May 16, 2021 Data Science 0 Comment

What you can’t measure you can’t improve!

The Beginning and how I started

That is a common phrase that we use when are in situations like in front of clients or explaining a problem. And it is true, to improve something you have to apply some metodology and to apply that metodology you have to have information, in other ways, called data.

Data Scientists rely on data to do their insights at first and in the end do a probabilistic or predictive or time series model (talking only on data models). You could apply simple statistics to complex deep learning methodology to make the model predict your labels if you are using supervised learning .

Before explaining more about how we will do the Chicago analysis I will talk about how I started on Data Science and other fields.

I’ve been always hungry of knowledge and also like to do things myself if I could, not just only to understand the path but also to make some regular projects that build my skillset. Firstly, I am an Electromechanical Engineer and we are not taught to program so at the beginning, started with C/C++ programming and Embedded Systems since 2002. On the other hand I discover Computer Vision and started to experiment on that field with OpenCV.

Then I discover other paths and also other tools needed, for example, in web development; HTML, CSS, Javascript but I know a little about it. Continued with Embedded Linux on 2006, robotics in 2007 with the new framework of robotics called ROS and finally between 2014 up to know discover more interesting fields like Data Science, Machine Learning, Deep Learning, Computer Vision (now ML/DL applied) and robustness in Robotics.

Now that you know a little bit about my past, let me finish to telling you it is a long and hard path, you will not finish to learn and also all the paths in one way and another helped me not only to understand the world but also continuing to improve my demand in the market, so, it is also, for me, a marketing tool to get new job offers.

Crime Analysis – The Dataset

There are two different sources that you can get the dataset. One is the default database of Crimes of Chicago for the open government initiative in data.gov and the other is Kaggle. I prefer the first one because is updated for every period with all data over time.
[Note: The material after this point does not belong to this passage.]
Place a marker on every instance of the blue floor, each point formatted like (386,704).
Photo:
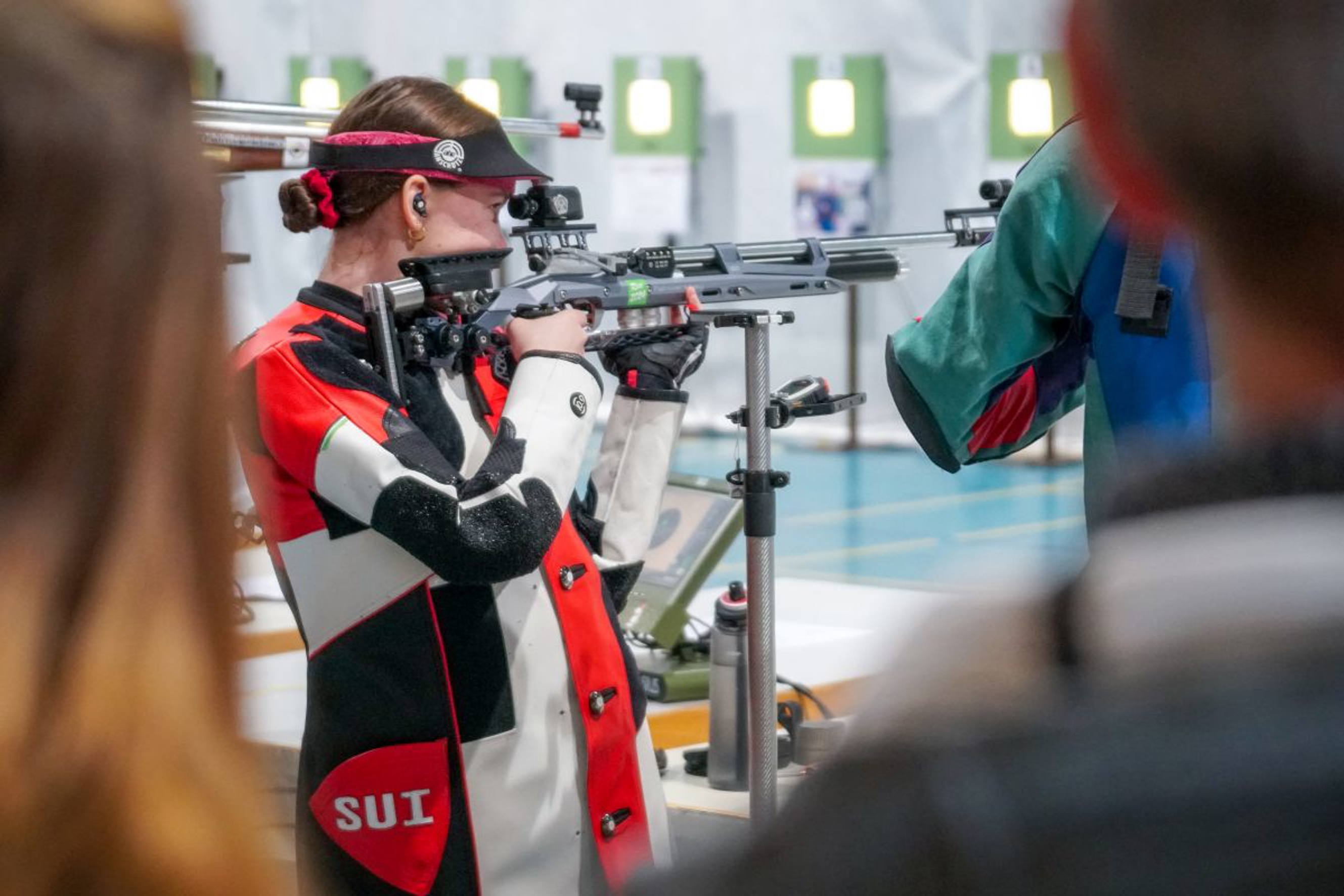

The dataset then consists of several parameters:

IDUnique identifier for the record.
Case NumberThe Chicago Police Department RD Number (Records Division Number), which is unique to the incident.
DateDate when the incident occurred. this is sometimes a best estimate.
BlockThe partially redacted address where the incident occurred, placing it on the same block as the actual address.
IUCRThe Illinois Unifrom Crime Reporting code. This is directly linked to the Primary Type and Description. See the list of
Primary TypeThe primary description of the IUCR code.
DescriptionThe secondary description of the IUCR code, a subcategory of the primary description.
Location DescriptionDescription of the location where the incident occurred.
ArrestIndicates whether an arrest was made.
DomesticIndicates whether the incident was domestic-related as defined by the Illinois Domestic Violence Act.
BeatIndicates the beat where the incident occurred. A beat is the smallest police geographic area – each beat has a dedicated
DistrictIndicates the police district where the incident occurred. See the districts at https://data.cityofchicago.
WardThe ward (City Council district) where the incident occurred. See the wards at https://data.cityofchicago.
Community AreaIndicates the community area where the incident occurred. Chicago has 77 community areas. See the community areas at https://data.cityofchicago
FBI CodeIndicates the crime classification as outlined in the FBI’s National Incident-Based Reporting System (NIBRS).
X CoordinateThe x coordinate of the location where the incident occurred in State Plane Illinois East NAD 1983 projection.
Y CoordinateThe y coordinate of the location where the incident occurred in State Plane Illinois East NAD 1983 projection.
YearYear the incident occurred.
Updated OnDate and time the record was last updated.
LatitudeThe latitude of the location where the incident occurred.
LongitudeThe longitude of the location where the incident occurred.
LocationThe location where the incident occurred in a format that allows for creation of maps and other geographic.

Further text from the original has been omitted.